When Aiden Markram smashed another of his short ball over the mid-wicket boundary, Thakur appeared least perturbed. He was bowling with a blueprint in his mind and it soon manifested itself in the form of a slower delivery. The South African skipper and opener backed away and looked to drive over cover only to be deceived by the pace and Shreyas Iyer hung onto a pretty good catch.
Thakur returned to the attack in the 30th over and watched as Jasprit Bumrah broke the adamant fourth wicket stand between Khaya Zondo and Heinrich Klaasen. Soon enough, the Mumbai seamer sent back a hurried Farhaan Behardien who sliced him uppishly to third man. Andile Phehlukwayo took him on for back to back sixes as South Africa were nine down but Thakur remained composed and used the opportunity to unleash a knuckle ball which the Proteas batsman mistimed back to him.
With a four wicket haul, Thakur has finally stamped his presence in International cricket and could be in line for more opportunities as India try to identify their 15 for the World Cup next year. An aggressive bowler with a slew of variations and an ability to constantly chop and change himself according to the demands of the game, Thakur is an alluring prospect.

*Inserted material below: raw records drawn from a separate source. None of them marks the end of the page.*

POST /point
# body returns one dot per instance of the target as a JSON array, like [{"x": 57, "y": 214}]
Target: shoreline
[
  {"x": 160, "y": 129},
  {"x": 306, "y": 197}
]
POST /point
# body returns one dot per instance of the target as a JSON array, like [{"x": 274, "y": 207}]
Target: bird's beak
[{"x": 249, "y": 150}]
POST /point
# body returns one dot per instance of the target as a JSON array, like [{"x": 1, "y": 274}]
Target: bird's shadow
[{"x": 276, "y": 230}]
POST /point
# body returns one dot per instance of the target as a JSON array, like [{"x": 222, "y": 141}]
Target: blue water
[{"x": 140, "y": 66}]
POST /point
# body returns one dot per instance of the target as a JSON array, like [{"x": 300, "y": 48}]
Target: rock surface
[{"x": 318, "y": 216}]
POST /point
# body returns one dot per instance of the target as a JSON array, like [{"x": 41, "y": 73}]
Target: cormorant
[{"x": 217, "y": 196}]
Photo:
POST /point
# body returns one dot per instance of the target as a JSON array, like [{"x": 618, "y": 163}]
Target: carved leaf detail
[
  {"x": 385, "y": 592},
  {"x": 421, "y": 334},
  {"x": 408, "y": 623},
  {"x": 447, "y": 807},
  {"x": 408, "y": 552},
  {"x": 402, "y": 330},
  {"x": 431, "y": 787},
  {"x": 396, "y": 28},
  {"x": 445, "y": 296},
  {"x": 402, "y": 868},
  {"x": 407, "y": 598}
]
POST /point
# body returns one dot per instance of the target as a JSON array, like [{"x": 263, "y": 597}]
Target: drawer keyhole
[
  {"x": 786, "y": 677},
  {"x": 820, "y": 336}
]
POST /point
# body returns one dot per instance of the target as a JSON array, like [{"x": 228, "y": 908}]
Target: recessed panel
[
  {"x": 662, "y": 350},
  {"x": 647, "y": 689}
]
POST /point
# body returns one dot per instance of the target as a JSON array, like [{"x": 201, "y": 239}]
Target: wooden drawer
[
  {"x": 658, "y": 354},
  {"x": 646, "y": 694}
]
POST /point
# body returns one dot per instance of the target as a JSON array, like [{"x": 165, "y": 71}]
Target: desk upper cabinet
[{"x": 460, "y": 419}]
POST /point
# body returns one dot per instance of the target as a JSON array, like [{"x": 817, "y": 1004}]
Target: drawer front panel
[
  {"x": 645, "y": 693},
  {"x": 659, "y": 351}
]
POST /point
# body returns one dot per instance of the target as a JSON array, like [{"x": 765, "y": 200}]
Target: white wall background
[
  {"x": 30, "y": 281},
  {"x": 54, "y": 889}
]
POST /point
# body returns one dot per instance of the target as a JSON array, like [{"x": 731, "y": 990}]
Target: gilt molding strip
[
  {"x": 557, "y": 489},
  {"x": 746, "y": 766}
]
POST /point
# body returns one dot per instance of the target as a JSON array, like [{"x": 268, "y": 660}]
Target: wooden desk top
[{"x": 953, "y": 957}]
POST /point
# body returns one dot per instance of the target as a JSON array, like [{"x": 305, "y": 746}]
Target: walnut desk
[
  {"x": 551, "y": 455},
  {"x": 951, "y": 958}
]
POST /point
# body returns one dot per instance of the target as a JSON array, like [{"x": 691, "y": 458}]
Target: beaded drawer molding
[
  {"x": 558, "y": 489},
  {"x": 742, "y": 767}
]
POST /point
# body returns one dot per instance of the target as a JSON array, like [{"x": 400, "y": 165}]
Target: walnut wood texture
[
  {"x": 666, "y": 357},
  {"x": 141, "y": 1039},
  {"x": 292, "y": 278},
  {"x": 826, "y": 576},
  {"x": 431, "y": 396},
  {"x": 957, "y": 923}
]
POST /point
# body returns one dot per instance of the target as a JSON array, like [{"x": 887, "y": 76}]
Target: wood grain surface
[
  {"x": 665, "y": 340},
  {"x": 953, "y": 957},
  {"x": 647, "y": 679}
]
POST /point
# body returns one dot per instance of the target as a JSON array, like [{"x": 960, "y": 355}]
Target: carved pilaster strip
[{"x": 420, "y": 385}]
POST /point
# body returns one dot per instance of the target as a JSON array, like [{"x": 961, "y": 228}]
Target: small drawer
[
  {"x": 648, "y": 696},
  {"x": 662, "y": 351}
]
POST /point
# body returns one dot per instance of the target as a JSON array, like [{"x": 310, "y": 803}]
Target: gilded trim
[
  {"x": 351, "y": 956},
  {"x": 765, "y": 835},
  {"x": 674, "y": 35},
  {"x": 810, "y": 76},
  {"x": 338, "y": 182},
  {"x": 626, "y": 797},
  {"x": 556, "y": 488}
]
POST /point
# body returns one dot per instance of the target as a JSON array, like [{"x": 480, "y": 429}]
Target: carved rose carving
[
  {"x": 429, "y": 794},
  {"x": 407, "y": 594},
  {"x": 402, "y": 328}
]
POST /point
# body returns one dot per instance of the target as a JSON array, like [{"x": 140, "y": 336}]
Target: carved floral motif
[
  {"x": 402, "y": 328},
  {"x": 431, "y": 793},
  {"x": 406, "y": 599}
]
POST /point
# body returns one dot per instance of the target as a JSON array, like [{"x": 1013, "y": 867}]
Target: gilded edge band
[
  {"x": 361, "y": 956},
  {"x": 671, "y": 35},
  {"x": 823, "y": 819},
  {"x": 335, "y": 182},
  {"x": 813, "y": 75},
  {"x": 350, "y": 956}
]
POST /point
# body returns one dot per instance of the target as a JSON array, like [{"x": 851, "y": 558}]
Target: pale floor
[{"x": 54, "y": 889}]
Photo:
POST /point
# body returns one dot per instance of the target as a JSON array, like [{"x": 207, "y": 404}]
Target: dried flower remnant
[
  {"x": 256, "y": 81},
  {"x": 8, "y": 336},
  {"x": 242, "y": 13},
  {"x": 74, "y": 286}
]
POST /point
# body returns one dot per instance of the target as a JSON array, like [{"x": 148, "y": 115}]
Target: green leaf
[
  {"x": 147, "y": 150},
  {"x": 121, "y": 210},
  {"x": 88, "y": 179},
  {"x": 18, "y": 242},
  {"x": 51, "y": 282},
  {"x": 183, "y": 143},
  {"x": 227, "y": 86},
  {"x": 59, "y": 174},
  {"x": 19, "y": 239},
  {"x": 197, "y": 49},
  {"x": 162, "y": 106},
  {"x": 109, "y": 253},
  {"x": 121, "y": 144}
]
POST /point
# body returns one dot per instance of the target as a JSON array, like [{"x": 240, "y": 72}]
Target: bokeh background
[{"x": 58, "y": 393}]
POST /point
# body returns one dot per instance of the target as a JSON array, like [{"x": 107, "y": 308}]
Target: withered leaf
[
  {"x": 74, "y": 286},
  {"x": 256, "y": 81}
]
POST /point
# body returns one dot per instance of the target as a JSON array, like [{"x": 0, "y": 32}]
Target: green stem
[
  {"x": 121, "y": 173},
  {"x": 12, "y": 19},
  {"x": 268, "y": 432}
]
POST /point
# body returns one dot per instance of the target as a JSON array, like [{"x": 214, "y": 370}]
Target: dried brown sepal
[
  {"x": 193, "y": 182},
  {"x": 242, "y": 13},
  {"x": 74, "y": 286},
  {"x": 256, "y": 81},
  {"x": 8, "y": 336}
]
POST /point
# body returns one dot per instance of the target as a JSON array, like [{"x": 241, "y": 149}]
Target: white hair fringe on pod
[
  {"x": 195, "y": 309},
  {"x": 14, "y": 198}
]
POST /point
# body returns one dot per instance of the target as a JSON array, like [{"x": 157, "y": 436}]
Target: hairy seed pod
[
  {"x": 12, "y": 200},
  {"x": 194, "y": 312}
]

“Obviously there are a few things that I may be thriving but I also have to realise that there is a process to reach there. I would just rather stay in the present and take each game as it comes and try and take wickets and contribute to the team in whatever little way I can,” Thakur had stated before the South African ODIs.
After the ODI series, he can be relieved that he has grabbed the sole opportunity that has come his way. He can only hope that 2018 presents him with more chances in crunch games. So far, cricket has been unfair to Thakur but if he can stick his hand up and deliver everytime he is called upon, it wouldn’t be long before he gets a much fairer run in the side.